Having missed the two previous games with an arm injury, Prescott didn’t start against the Rebels and didn’t even play in the first three quarters. With his team trailing 10-7 and struggling to move the football, Prescott convinced head coach Dan Mullen to put him in with about 11 minutes left in regulation. The sophomore led the Bulldogs on a 13-play, 59-yard drive that ended with a field goal to tie the game with 1:59 left. He then drove State into field goal range again on the following drive but Evan Sobiesk’s 39-yard miss sent the game to overtime.
In the extra period, Prescott scored on a three-yard touchdown on 4th-and-1 to give the Bulldogs a 17-10 lead, which held up after Ole Miss QB Bo Wallace fumbled a would-be touchdown run on the Rebels’ subsequent drive. The win gave Mississippi State a 6-6 record, ensuring a bowl game for a school-record fourth consecutive season.
2. 1999: Mississippi State 23, Ole Miss 20
The 1999 Egg Bowl, nicknamed "The Pick and the Kick," is considered by many to be the greatest in the game’s history because of the late comeback that lifted Mississippi State to victory, along with the high stakes involved.
Ole Miss traveled to Starkville with a 7-3 record and a No. 23 ranking in the AP Top 25 to face a No. 18 Mississippi State squad with an 8-2 overall record, but had lost back-to-back games to Alabama and Arkansas.
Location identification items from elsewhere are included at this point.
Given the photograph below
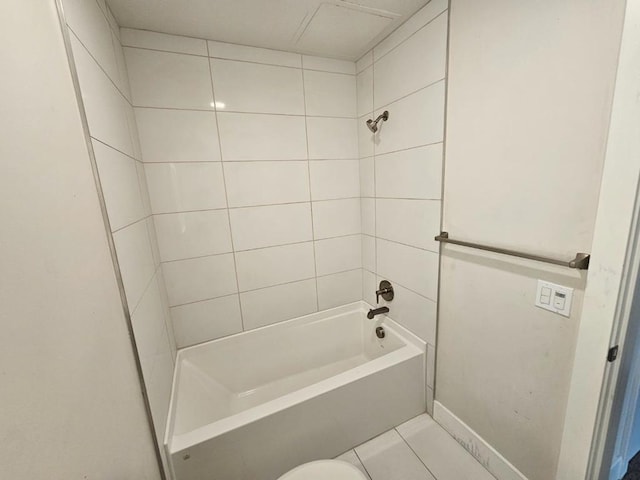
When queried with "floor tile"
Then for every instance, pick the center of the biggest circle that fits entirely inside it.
(388, 457)
(445, 457)
(352, 458)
The Rebels built a 10-0 lead in the second quarter that grew to 20-6 before State stormed back to tie the game with 27 seconds left. Instead of settling for overtime, Ole Miss attempted to get the ball into field goal range. Rebels quarterback Romaro Miller threw downfield, but the Bulldogs’ Robert Bean deflected the pass and kicked it high in the air. Eugene Clinton secured the improbable interception and ran it deep into Ole Miss territory with just eight seconds on the clock. Clinton’s return set up a 43-yard, game-winning field goal by Scott Westerfield.
1. 2019: Mississippi State 21, Ole Miss 20
The most recent edition of the Egg Bowl was the wildest. The game itself was a classic with Mississippi State holding on to win 21-20 in the final seconds, but 2019 will go down in history — or infamy — for the fallout that eventually resulted in nearly 300 coaches changing jobs according to Max Olsen and Bruce Feldman of The Athletic.
The first and most obvious was Ole Miss head coach Matt Luke, whose Rebels scored on a two-yard touchdown pass from Matt Corral to Elijah Moore with just 0:04 on the clock. However, Moore was flagged for a celebration penalty when he dropped to all fours and simulated a dog urinating in the end zone, much like DK Metcalf did two years earlier. The timing couldn't have been worse as Luke Logan then failed to convert the subsequent 35-yard extra-point try. Ole Miss finished its season 4-8 overall and 2-6 in SEC play, and Luke was fired days later.
Mississippi State head coach Joe Moorhead also entered the game under a great deal of scrutiny, but survived to coach another day saying afterward "they'll have to drag my Yankee ass out of here." They, meaning the decision-makers in Starkville, did after the Bulldogs lost 38-28 to Louisville in the Music City Bowl to cap a disappointing 6-7 season, including a 3-5 mark in conference play.
Luke and Moorhead eventually gave way to Lane Kiffin and Mike Leach, respectively, unquestionably two of the biggest personalities in college football. Where will their first Egg Bowl clash rank all-time? We'll find out Saturday night in Oxford.